The dray drew up beside the farmhouse, a cockeyed hut hewn from the stuff of the scrub, and the shackled men on the bed looked it over as if it was pestilent. Walled with rounds of gumtree, roofed with bark shingles and bleeding smoke from a stone chimney, its harsh angles were entirely at odds with
the fields and hills behind it. A pair of soldiers stepped off the bench seat and they trained their firearms upon the prisoners.

Come off there, you bastards, said the senior man, the overseer.

The fettered men, clanging like dulled cowbells, shuffled across the planks of the bed and clambered to the ground. With the stock of his firearm the overseer formed them into a line beside the cart.

Now pay attention to me, he said. Pay it good. Or I will carve my name into the first dogfucker what doesnt. He brandished his weapon before them, pushing aside his red coat, long since faded to a womanly pink, elbows mended with hide.

You hold that line and keep yer damn eyes on that mud there. You ponder on that mud cause damn my livin soul if you lot aint more useless than a hatful of it. I’m talkin to you, you old pisser. Bloody look at me when I talk.

They are a mongrel lot.

Black Bill looked around. William Gould had come up from the back paddocks and was addressing Bill as he stood watching. In his castoffs Gould made barely a better sight than the prisoners but he drew his face into a frown at the state of the new men as his eyes swept over them. Rag and bone and bugger-all else, he said.
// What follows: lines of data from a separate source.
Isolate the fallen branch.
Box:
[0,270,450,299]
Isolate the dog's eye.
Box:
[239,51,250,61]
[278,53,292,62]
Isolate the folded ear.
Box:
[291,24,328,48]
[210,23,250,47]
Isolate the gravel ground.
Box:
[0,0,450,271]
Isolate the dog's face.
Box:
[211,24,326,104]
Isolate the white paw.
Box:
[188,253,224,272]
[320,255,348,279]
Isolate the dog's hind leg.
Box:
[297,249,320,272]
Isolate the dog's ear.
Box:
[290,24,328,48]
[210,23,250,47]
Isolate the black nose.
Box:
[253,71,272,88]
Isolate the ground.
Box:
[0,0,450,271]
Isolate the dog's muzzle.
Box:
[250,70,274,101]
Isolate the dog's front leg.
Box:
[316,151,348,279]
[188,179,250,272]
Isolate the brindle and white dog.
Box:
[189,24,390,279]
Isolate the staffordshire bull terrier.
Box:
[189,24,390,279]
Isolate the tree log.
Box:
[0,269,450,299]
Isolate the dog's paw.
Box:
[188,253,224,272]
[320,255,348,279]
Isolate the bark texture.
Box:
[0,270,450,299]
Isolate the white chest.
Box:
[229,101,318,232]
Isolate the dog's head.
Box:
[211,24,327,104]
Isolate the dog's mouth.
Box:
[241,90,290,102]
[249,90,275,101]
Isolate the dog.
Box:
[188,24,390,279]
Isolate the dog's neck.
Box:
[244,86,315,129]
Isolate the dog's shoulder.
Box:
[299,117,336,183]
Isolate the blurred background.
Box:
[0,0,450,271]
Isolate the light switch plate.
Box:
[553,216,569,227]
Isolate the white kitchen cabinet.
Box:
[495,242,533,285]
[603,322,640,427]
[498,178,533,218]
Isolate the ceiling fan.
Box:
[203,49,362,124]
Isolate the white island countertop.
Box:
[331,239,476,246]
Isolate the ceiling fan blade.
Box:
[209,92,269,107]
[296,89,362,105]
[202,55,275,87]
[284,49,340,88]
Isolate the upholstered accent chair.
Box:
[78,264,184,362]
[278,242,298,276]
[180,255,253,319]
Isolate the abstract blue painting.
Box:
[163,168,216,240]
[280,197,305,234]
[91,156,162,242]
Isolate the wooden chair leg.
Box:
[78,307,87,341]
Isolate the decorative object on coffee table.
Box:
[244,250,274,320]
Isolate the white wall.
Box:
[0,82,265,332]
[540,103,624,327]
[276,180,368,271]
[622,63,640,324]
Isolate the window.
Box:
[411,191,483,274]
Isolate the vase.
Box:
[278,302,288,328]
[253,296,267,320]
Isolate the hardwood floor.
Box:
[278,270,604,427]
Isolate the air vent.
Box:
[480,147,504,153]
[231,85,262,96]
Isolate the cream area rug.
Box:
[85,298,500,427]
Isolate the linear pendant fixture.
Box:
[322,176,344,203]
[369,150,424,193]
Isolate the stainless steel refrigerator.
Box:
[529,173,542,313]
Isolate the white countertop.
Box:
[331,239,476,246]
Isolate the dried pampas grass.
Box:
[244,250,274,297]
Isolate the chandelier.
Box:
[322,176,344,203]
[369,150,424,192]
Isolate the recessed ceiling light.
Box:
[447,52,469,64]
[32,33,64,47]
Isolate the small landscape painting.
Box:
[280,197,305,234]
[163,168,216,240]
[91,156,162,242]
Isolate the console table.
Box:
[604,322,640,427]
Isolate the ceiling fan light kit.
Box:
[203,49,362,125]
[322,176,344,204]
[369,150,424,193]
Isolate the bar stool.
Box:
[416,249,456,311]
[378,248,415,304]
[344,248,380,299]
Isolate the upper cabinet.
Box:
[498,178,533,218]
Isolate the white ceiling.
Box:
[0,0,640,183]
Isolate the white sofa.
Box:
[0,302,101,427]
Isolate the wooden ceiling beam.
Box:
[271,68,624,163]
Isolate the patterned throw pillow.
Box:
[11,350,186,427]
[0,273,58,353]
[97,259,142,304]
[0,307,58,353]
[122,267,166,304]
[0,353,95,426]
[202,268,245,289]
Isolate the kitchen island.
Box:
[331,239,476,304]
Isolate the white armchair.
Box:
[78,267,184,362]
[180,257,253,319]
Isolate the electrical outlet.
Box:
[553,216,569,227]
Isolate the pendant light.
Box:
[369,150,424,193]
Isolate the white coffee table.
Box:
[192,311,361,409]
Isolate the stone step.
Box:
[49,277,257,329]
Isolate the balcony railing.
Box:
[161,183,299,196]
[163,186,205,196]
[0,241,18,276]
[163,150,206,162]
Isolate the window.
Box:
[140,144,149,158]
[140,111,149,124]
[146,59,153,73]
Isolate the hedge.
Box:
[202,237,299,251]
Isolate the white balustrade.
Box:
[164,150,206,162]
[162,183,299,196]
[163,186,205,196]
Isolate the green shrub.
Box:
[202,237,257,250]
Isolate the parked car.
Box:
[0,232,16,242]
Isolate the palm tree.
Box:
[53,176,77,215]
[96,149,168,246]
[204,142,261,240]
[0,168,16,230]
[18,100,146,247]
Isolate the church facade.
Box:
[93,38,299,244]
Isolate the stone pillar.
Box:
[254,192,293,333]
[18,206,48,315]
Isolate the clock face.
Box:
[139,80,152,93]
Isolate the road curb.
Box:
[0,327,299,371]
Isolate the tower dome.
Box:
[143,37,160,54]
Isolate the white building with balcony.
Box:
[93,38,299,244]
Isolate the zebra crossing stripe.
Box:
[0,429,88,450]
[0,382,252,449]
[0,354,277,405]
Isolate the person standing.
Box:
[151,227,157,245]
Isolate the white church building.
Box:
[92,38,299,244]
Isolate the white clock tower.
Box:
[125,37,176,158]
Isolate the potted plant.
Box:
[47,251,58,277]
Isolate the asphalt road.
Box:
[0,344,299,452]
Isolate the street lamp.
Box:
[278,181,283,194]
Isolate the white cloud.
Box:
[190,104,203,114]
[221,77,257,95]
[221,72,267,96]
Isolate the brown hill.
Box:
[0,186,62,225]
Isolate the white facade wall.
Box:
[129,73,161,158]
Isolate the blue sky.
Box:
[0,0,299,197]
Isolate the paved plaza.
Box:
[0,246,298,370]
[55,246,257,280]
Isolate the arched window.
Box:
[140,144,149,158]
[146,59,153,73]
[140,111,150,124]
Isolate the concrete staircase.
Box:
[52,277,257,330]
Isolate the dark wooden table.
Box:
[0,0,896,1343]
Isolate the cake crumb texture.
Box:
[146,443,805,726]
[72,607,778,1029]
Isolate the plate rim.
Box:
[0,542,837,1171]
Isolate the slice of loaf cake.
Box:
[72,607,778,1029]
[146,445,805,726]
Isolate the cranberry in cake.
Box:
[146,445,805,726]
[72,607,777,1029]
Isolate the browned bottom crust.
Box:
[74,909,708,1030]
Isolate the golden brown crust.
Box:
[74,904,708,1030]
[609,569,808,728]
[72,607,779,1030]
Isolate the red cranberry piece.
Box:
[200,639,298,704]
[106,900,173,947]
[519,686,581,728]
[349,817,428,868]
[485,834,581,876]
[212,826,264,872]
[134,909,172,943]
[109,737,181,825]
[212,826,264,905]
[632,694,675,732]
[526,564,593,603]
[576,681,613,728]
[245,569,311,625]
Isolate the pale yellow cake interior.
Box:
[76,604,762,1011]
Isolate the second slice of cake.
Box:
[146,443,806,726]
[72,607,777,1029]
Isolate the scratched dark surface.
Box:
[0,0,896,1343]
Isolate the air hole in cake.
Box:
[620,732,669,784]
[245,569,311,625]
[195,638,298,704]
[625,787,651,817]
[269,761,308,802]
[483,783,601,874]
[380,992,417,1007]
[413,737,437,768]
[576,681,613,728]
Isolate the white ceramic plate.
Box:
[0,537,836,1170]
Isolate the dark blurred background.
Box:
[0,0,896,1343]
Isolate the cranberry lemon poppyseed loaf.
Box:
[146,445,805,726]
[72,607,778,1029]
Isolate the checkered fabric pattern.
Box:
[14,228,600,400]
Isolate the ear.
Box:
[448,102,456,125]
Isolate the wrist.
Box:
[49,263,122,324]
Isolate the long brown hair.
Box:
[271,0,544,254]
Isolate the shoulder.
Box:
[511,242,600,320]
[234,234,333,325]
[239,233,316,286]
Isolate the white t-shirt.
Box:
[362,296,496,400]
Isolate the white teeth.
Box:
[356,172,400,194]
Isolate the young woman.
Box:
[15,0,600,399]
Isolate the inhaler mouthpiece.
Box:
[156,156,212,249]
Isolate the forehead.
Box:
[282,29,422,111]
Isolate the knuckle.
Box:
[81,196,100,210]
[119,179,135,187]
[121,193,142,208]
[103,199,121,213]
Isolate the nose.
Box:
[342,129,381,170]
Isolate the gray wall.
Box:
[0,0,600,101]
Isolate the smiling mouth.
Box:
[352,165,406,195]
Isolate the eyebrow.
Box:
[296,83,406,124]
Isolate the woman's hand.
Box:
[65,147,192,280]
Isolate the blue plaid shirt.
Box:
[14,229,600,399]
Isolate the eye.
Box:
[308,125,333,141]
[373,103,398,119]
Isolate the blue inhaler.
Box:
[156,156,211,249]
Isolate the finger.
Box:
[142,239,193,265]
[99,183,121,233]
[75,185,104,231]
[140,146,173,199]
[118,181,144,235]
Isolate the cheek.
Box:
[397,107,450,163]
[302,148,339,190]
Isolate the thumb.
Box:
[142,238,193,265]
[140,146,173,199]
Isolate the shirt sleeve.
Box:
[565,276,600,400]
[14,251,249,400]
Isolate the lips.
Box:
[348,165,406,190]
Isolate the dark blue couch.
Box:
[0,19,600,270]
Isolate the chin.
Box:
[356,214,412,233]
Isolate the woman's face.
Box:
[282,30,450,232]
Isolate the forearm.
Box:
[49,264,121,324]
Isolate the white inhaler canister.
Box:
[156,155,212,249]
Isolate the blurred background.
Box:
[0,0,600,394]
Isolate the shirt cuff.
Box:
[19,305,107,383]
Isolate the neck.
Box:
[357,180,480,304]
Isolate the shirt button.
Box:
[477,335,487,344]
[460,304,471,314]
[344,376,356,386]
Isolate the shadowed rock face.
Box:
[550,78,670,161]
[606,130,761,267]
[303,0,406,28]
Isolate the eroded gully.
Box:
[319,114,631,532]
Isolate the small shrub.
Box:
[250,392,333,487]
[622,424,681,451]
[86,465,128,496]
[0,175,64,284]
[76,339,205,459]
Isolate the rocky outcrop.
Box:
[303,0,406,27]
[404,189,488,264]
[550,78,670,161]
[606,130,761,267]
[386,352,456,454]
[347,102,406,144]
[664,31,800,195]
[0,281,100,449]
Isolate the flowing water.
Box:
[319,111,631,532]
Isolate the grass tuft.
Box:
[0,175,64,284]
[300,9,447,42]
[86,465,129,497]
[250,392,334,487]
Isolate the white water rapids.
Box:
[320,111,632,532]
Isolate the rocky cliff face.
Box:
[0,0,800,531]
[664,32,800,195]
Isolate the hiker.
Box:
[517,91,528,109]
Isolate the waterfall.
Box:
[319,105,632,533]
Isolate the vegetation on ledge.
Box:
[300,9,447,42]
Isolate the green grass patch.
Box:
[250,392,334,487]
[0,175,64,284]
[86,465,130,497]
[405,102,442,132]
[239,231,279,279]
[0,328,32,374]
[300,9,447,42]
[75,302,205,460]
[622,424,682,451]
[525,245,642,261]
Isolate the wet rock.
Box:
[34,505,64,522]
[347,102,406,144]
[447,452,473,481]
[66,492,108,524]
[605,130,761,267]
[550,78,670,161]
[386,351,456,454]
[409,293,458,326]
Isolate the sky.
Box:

Seems that way, said Bill.

One of the four prisoners was a roundshouldered old cur and this fellow fixed the overseer with a malicious stare.

Eyes down, you dog, eyes down. Dont you bloody look at me! The overseer was signalling with two fingers for the prisoner to lower his gaze. Keep your damn eyes off me, he said.

The prisoner dropped his head but his disdain remained and the rest of the shabby lot said not a word as the junior private shifted along to unchain their basils and toss them ringing onto the flatbed. Now freed, the men rubbed their abraded ankles, waiting for whatever came next.

Then Gould called out, Here he comes.

They all turned as John Batman appeared. He stood in the shadow thrown by the house. In his hands was a dead lamb, its head hacked off. When he walked forward into the pale sunlight he was as bloody as a surgeon and he held the carcass out before him. Its fleece was red and blood trailed over the mud behind him.

Bickle. I supposed they’d send you, he said, his breath steaming in the cold. He had a voice serrated by the overuse of his pipe and a fondness for rum taken straight. How was the roads?

The overseer wore a smile that was forced upon him. No trouble, Mr. Batman. No trouble at all.

For your wife, said Batman.

Bickle took the tiny headless thing. She’ll be most pleased she will.

Batman met him with a fierce eye. You got that money yet?

Now I told you about that, said Bickle and laughed. A short tight cough. It wasnt no fairly drawn hand.

Batman moved closer. So you’re callin me a swindler?

I’m callin you a swindler. A chiseller. A bilker. You choose whichever suits you best. Pleased with himself, the overseer looked around at his mate and at the black men arranged upon Batman’s verandah.

There was a little swell about Batman’s throat where he swallowed the word he’d almost used. Remember where you are, he said.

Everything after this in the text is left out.